= Server Routing Protocol =

Server Routing Protocol (SRP) is the proprietary network protocol used to transfer data between a BlackBerry Enterprise Server and the Research In Motion BlackBerry infrastructure.

SRP communication takes place on TCP port 3101 by default.
SRP work in two different part:
1. SRP ID
2. SRP Authorization Key

During BlackBerry Enterprise Server installation, the unique Server Routing Protocol Identifier (SRP ID) and SRP Authentication Key must be entered. The SRP ID and SRP Authentication Key register and authenticate the BlackBerry Enterprise Server on the network. The work flow is same like any authentication process. The SRP ID can be thought of as a login name and the Authentication Key as a password. The SRP ID uniquely identifies the BlackBerry Enterprise Server on the network. When the BlackBerry Enterprise Server connects to the BlackBerry Infrastructure, it must provide these two pieces of information to connect and open a session.

If the BlackBerry Enterprise Server is connected to the BlackBerry Infrastructure and another server attempts to connect using the same SRP ID and Authentication Key, the BlackBerry Infrastructure drops the connection to the BlackBerry Enterprise Server. It then creates a session with the newly connecting server. Multiple concurrent connections cannot be made with the same SRP ID.

When a BlackBerry device attempts to send a message, it must include the SRP ID for the BlackBerry Enterprise Server.

Note: In the Service Book menu on the BlackBerry device, open the Desktop (CMIME) service book.
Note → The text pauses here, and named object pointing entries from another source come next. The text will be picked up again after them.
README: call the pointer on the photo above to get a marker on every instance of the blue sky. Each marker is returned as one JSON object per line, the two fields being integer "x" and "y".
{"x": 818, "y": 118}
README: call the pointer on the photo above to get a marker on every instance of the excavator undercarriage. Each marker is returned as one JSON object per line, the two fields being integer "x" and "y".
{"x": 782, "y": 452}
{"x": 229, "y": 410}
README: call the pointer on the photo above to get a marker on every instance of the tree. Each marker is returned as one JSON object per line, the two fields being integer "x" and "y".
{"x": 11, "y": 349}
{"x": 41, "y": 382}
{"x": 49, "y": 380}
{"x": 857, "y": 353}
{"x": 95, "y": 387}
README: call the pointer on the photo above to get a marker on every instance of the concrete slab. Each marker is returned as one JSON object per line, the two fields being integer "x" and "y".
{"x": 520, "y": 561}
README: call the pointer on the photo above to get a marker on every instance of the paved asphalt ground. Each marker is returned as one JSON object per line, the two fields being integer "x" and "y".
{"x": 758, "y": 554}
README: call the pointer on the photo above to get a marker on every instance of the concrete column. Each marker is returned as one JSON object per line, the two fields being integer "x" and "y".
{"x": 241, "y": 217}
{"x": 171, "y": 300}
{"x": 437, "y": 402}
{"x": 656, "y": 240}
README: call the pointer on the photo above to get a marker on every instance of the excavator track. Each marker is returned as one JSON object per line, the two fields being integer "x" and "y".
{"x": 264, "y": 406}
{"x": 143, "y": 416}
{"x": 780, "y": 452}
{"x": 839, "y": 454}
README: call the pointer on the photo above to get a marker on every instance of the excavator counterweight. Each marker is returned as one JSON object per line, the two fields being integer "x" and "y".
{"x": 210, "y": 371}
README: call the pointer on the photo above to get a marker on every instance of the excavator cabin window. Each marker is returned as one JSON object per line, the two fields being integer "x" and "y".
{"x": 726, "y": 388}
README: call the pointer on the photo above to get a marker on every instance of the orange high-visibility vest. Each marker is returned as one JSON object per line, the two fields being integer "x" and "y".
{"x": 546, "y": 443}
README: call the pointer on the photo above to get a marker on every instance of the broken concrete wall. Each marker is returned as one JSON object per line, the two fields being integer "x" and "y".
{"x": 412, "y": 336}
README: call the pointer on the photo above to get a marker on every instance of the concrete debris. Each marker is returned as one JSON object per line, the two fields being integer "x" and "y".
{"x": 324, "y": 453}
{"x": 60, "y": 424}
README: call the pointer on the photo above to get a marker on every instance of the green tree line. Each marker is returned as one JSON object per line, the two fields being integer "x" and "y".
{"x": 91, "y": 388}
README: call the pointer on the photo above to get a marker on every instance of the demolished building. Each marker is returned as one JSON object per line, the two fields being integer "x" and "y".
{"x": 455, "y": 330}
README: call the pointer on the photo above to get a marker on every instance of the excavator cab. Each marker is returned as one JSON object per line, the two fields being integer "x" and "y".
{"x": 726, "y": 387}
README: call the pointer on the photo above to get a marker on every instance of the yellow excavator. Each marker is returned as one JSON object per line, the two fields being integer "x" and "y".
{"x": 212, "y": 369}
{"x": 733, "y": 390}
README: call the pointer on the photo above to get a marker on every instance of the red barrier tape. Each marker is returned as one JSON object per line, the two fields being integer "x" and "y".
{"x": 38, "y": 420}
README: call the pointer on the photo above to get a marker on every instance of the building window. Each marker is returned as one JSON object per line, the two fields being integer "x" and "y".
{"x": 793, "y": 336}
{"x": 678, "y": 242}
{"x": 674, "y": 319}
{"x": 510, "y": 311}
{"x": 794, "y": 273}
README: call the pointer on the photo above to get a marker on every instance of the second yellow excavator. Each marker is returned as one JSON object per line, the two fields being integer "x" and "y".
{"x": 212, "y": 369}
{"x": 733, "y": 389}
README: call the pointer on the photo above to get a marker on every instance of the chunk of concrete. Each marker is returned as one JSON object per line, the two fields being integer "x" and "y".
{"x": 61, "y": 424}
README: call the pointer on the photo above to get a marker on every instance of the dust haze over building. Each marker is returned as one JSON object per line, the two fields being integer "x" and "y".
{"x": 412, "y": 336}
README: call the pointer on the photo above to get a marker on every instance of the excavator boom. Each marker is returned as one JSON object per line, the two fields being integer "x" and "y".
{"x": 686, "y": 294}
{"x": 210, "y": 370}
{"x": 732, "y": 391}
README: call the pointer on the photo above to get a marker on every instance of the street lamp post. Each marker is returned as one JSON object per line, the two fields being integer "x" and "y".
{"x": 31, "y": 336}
The specified unique identifier (UID) value is the SRP ID of the BlackBerry Enterprise Server from which the BlackBerry device attempts to send messages.

When the BlackBerry device sends a message, it arrives at the BlackBerry Infrastructure. The message contains the SRP ID pulled from the service book UID value. The BlackBerry Infrastructure uses this information to send the message to the corresponding BlackBerry Enterprise Server for decryption and processing.